When more generations passed, the new race could feel itself to be the consciousness of Gaia. The ecosystems of unicellular life had been given a voice — had, in a sense, invented a voice for themselves.

Even as this was happening, the convalescence of the biosphere continued. While humanity evolved, an entirely new type of being was born to the Earth.

Many phyla had vanished for ever. The cummerbund of tropical forest with its various myriad lives had withered from the equator under the nuclear onslaught. Its fragile soils had been lost into the oceans and could not be recovered. Now a replacement of a startlingly different kind came forth.

The new thing was not born of the oceans. It came from the snows and frosts of the arctic. It fed on ultraviolet radiation and it began moving southward as the glaciers began a fresh retreat northwards.

The first men to meet the new thing fell back in astonishment.

White polyhedrons were slowly advancing. Some of the shapes were no larger than giant tortoises. Others reached as high as a man’s head. Beyond their various planes, they had no features. No visible means of movement. No arms or tentacles. No mouths of any kind. No orifices. No eyes or ears. No appendages whatsoever. Just white polyhedrons. Some sides were perhaps less white than others.

The polyhedrons left no track. They sailed where they would. They moved slowly, but nothing could stop them, although brave men tried to. They were christened geonauts.

The geonauts multiplified and sailed the Earth.

The geonauts provided a new wonder. The old wonder remained. The great conchlike auditoria were still scattered across Earth, maintained by androids who had found no other function, having been programmed to none.

On the holoscreens, the spring of the Great Year turned to summer just as the snows of Earth were dying. The history of the beautiful MyrdemInggala, known as the Queen of Queens, was familiar to all. The new race found much to learn from that thousand-year-old story.

They attended. They gloried in the benevolent effect their empathy had on the gossies. But their own new world was calling urgently, with a fresh beauty that could not be resisted. A thousand years of spring was theirs.

But what of that unprecedentedly magnificent, quantally different something — that empathic linking of two worlds? Were its traces visible to those capable of looking for signs?

So to the case of New Earth:

On the other planets also, some slight recovery had been made. There were no Mother Natures on the dead worlds of Mars and Venus. Their surface temperatures were generally intolerable, their atmospheres coffins full of carbon dioxide. Yet the unfortunate colonists who had settled there managed to survive, by wits and by technology.

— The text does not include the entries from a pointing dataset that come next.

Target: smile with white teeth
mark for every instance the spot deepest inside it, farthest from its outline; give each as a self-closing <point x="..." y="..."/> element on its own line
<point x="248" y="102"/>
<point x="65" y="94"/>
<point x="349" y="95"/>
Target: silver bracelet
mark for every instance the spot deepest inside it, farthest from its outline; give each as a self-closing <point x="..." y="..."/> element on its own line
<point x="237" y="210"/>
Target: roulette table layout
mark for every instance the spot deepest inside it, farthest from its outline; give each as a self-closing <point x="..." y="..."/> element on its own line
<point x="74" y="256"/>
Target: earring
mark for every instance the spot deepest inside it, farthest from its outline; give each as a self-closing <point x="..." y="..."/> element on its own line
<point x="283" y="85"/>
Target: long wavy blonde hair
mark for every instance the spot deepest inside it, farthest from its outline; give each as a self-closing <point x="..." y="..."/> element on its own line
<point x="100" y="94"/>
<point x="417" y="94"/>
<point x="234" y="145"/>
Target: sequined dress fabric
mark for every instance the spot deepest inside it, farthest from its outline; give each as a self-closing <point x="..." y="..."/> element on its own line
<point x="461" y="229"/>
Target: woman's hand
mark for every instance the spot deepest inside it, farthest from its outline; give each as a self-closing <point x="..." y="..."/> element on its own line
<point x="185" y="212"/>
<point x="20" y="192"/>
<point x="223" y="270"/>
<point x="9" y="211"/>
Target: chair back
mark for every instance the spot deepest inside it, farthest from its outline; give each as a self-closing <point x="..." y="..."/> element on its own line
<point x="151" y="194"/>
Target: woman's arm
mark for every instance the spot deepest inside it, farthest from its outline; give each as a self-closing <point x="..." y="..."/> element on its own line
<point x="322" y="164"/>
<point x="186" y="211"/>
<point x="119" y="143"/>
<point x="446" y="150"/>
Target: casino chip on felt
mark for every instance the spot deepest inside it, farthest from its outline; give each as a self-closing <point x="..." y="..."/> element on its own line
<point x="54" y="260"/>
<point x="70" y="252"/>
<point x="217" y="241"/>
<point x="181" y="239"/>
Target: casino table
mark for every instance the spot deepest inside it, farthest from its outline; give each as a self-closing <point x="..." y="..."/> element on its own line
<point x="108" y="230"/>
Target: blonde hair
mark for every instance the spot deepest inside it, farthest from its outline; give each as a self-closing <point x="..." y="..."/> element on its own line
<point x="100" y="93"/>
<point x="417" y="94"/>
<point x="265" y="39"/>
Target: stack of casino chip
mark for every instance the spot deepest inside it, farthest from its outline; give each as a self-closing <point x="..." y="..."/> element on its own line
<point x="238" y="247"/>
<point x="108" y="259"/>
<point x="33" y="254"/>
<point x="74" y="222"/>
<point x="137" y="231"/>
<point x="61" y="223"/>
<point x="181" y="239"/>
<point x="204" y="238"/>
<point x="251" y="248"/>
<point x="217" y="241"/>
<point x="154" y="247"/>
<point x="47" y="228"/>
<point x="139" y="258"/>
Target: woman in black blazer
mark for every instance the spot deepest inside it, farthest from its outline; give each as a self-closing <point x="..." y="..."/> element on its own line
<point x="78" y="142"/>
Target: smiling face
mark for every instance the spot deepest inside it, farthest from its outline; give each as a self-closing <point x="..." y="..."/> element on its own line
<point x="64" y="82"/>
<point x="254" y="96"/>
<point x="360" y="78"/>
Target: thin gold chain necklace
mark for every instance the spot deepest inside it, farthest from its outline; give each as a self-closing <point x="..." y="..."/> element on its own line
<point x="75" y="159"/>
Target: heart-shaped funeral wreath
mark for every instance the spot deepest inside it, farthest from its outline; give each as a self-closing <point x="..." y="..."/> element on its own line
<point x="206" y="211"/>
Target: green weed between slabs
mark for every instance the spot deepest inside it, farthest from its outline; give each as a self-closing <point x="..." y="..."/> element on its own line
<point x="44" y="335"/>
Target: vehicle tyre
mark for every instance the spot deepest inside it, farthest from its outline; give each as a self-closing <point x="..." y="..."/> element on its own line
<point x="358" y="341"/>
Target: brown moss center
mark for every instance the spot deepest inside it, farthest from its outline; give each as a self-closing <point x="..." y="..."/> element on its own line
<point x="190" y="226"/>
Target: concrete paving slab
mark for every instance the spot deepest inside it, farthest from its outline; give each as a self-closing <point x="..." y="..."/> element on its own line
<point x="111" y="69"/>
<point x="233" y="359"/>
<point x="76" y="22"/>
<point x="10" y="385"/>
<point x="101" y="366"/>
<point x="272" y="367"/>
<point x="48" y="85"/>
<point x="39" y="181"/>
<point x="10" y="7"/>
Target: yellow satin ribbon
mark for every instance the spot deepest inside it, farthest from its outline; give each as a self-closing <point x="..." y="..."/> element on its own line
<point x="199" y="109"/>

These Outlanders had succumbed to a psychosis regarding Earth. Their generations were smothered by cosmic anomie. To Earth they would never return. They felt themselves dispossessed.

When advanced technology was again within their power — and they were quicker to solve technical problems than social ones — they built a starship and set off for the nearest planet which mankind had colonised earlier, so-called New Earth.

This was an all-male expedition. The men left their women at home, preferring to take with them on their journey svelte robotic partners, styled as abstract ideals of womanhood. They enjoyed coupling with these perfect metal images.

New Earth retained breathable air. Its one small ocean remained surrounded by desert — desert and inhospitable mountain ranges. There was a spaceport on the equator, with a city nearby. The spaceport had not been in use for ages. Nor had the city grown; the roads from it led nowhere. People lived in the city knowing nothing of that great ocean of space above their roofs.